Le 11 décembre 1665, Hayim Peña, un des plus riche marchand juif de Smyrne et non croyant eu un vif échange avec les sabbataïstes. En résultat de violente échauffourées mais comme le Shabbat commençait la foule se dispersa. La synagogue portugaise était le quartier général des non croyant, Sabbataï eu une réaction violente à leur égard le lendemain matin.
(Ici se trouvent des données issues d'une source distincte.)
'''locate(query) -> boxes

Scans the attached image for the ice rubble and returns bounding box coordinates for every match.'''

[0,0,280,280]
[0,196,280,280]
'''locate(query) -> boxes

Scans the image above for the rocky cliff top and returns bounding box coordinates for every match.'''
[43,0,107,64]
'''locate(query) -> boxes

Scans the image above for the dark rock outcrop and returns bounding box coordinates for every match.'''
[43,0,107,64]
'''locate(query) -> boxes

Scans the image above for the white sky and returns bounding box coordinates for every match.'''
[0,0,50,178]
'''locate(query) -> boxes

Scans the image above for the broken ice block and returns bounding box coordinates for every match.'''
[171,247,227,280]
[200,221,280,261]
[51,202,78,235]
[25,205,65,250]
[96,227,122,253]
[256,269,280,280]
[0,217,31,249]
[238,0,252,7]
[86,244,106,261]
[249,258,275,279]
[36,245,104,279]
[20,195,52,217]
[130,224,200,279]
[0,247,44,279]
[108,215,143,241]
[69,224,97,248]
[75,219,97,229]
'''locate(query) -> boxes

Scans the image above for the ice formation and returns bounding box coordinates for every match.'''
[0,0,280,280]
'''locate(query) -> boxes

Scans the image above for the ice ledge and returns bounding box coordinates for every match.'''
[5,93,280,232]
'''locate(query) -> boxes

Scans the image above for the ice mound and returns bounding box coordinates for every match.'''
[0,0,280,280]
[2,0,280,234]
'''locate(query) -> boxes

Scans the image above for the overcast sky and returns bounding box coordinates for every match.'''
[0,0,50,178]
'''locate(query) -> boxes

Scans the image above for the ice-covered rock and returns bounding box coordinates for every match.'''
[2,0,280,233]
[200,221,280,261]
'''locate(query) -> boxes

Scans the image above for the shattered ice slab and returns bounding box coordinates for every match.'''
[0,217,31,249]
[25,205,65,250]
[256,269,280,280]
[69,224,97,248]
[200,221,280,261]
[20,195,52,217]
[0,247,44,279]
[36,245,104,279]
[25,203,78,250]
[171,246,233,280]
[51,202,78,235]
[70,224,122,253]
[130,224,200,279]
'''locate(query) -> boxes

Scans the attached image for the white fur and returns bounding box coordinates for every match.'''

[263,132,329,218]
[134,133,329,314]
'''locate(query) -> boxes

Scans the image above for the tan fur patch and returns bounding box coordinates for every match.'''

Sabbataï abrégea les récitations du matin à la synagogue et se rendit à la synagogue portugaise avec ses disciples. Les non croyant de la communauté portugaise avaient fermé les portes par peur d’une attaque des sabbataïstes. Sabbataï demanda une hache et brisa les portes. La foule ravagea la synagogue mais Hayim Peña s’était enfui. Sabbataï interrompit leur prière et annonça :

« Aujourd’hui, vous êtes exempts de l’obligation de la prière » et il prit dans son sac une édition imprimée du Pentateuque déclarant qu’elle était plus sacré que les rouleaux de la Torah, ce qui est contraire à la loi rabbinique. Il la lu et nomma son frère aîné Elie roi de Turquie. Son autre frère fut nommé Empereur de Rome. Il distribua des nombreux royaumes à ses disciples, hommes et femmes, et les obligea à prononcer le nom ineffable de Dieu. Le grand rabbin Aaron Lapapa fut démis de ses fonctions et il fut remplacé par Hayim Benveniste qui reconnut et honora Sabbataï. Il réussi à entraîner de nombreuses personnes à en faire autant. Sabbataï exposa les raisons kabbalistique de son action : en brisant les portes, de « nombreuse qelipot des forces maléfiques furent cassés ».